Forecasters can update NDFD at any hour of the day. Update habits vary by region and individual WFO. Typically, GFS MOS guidance becomes available to forecasters 4–5 h after model cycle time. WFOs routinely update NDFD forecasts 1–4 h prior to the 0000 and 1200 UTC issuances being verified. This provides a minimum of 3 h for NWS forecasters to consider forecast changes to NDFD based on the model guidance to which NDFD is compared. Further updates to NDFD forecasts based on more recent model guidance or later observations can be included until shortly before the 0000 and 1200 UTC NDFD issuances. This is 7–8 h after the corresponding MOS guidance becomes available.
At some WFOs, updates to forecasts for days 4–7 are only made once per day based on forecast guidance from the NWS Hydrometeorological Prediction Center. As a result, NDFD day 4–7 forecasts issued at 0000 UTC are generally better when compared to MOS than are NDFD day 4–7 forecasts issued at 1200 UTC. This effect is evident as a slight wobble in NDFD MAEs beyond 96 h for daytime maximum and nighttime minimum temperatures (Fig. 6). A reverse phase wobble in MOS MAEs indicates that the improvement in MOS guidance from the 0000 UTC model cycle to the subsequent 1200 UTC model cycle is less than the improvement from the 1200 UTC model cycle to the subsequent 0000 UTC model cycle. This may be due to a 1-yr difference in the MOS development sample for these two model cycles.
Dallavalle and Dagostaro (2004) showed that the accuracy of MOS is approaching that of the local forecast for the early forecast periods. The charts presented here indicate that MOS can be a good source of guidance all the way out to day 7. The relatively inferior performance of NDFD for hourly temperature and dewpoint is likely the result of local tools used by WFOs to produce hourly values that are consistent with forecaster-edited maximum and minimum temperatures. When one element is adjusted, MOS guidance for the other can no longer be used directly. And while WFO forecasters almost certainly look at MOS maximum and minimum temperature guidance when they first submit a new forecast to NDFD 7 days in advance, the results here show that forecasters could benefit from a closer look at MOS guidance for these elements on days 3 and 4 as well.
Although one can get an idea for the relative strengths and weaknesses of MOS station guidance at various forecast hours from these charts, it would be incorrect to conclude that NDFD gridpoint forecasts are inferior to MOS. MOS forecasts are specific to the observing location, while NDFD forecasts represent conditions on a 5-km grid. This distinction may provide a significant advantage to MOS in regions of complex terrain in the western CONUS when the verification is based on station values.
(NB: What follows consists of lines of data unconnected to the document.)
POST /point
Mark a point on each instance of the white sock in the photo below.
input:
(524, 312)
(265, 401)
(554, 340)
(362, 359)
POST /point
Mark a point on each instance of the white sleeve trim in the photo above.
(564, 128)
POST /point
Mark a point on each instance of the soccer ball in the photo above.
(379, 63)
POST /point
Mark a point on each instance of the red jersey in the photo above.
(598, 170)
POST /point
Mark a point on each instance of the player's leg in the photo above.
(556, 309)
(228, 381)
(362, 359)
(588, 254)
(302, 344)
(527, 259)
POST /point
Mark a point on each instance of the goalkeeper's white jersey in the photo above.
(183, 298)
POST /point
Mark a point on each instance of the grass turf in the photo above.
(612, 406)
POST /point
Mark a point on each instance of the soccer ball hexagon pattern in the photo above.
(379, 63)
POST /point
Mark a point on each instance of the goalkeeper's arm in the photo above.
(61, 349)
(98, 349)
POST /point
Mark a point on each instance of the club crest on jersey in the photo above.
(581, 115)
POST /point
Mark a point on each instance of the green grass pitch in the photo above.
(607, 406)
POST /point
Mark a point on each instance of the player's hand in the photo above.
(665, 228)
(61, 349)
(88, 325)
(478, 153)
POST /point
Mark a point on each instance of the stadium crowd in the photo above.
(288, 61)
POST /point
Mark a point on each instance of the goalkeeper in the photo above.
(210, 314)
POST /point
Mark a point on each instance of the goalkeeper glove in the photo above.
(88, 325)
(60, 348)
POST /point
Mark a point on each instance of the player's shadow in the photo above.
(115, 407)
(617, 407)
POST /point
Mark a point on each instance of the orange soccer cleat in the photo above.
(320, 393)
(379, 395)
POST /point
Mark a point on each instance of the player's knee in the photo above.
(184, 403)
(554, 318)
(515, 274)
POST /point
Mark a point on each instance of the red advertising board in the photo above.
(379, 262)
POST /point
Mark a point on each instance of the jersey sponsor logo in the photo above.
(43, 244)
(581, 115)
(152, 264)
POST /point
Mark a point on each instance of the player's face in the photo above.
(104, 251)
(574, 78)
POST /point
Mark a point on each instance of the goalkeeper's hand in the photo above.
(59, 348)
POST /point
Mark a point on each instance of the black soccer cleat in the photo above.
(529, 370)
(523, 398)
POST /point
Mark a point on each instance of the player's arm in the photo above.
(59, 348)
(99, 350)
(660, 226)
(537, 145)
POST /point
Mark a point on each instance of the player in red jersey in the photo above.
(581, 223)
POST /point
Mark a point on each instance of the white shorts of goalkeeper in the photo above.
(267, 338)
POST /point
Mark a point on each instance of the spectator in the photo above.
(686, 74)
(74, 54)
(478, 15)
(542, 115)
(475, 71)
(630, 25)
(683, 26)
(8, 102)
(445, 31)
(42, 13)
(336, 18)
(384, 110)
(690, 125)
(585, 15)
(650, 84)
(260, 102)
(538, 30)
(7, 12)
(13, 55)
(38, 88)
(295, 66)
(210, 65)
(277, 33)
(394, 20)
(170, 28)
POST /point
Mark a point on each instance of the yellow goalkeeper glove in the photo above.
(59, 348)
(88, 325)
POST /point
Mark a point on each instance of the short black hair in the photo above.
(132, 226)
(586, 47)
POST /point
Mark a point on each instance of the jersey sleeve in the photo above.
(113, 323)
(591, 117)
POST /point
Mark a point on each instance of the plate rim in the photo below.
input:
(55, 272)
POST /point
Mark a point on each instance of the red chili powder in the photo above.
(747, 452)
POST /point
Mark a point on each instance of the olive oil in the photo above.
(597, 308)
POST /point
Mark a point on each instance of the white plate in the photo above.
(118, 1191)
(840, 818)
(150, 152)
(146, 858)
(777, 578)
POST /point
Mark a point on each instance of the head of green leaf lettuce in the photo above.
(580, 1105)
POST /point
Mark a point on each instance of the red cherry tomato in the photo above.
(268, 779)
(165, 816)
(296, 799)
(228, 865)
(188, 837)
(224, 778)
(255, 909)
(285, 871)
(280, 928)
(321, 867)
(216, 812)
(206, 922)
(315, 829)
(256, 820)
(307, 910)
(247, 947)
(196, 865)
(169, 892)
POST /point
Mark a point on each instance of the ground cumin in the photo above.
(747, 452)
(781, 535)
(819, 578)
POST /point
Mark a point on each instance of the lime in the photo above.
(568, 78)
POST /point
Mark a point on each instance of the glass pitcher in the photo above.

To see the distribution of improvements on MOS, scores from October 2006 to September 2007 were grouped by forecast days 1–3 (all projections) and forecast days 4–7 (all projections) according to three CONUS regions by WFO (see Fig. 8). Figures 9 and 10 show the percentage of WFOs and the number of months during the year that NDFD improved on MOS in each of these three regions. With the exception of PoP12, improvement on MOS is most common in the eastern and central CONUS on days 1–3, and in the central CONUS on days 4–7. For PoP12, the day 1–3 improvement is evenly distributed among WFOs nationwide while day 4–7 improvements are more common in the eastern CONUS. Improvement on MOS in the western CONUS is consistently less than that in the central and eastern CONUS except for day 1–3 PoP12.
An analysis of the magnitude of improvements for the same year (not shown) shows the most improvement (up to 26%) on day 1–3 daytime MOS maximum temperatures at WFOs located in the central plains. For nighttime minimum temperature, the largest improvements (up to 8%) for days 1–3 appear at WFOs in the southern Appalachians. For daytime maximum and nighttime minimum temperatures, the least improvement (down to −31%) on the day 1–3 MOS appears at WFOs in the mountainous West. The largest improvements on MOS PoP12 Brier scores (up to 17%) are on days 4–7 in the southern Appalachian Mountains. NDFD improvement on MOS PoP12 tends to be worse on days 1–3 due to relatively poor NDFD Brier scores during the three winter months in the northeast CONUS.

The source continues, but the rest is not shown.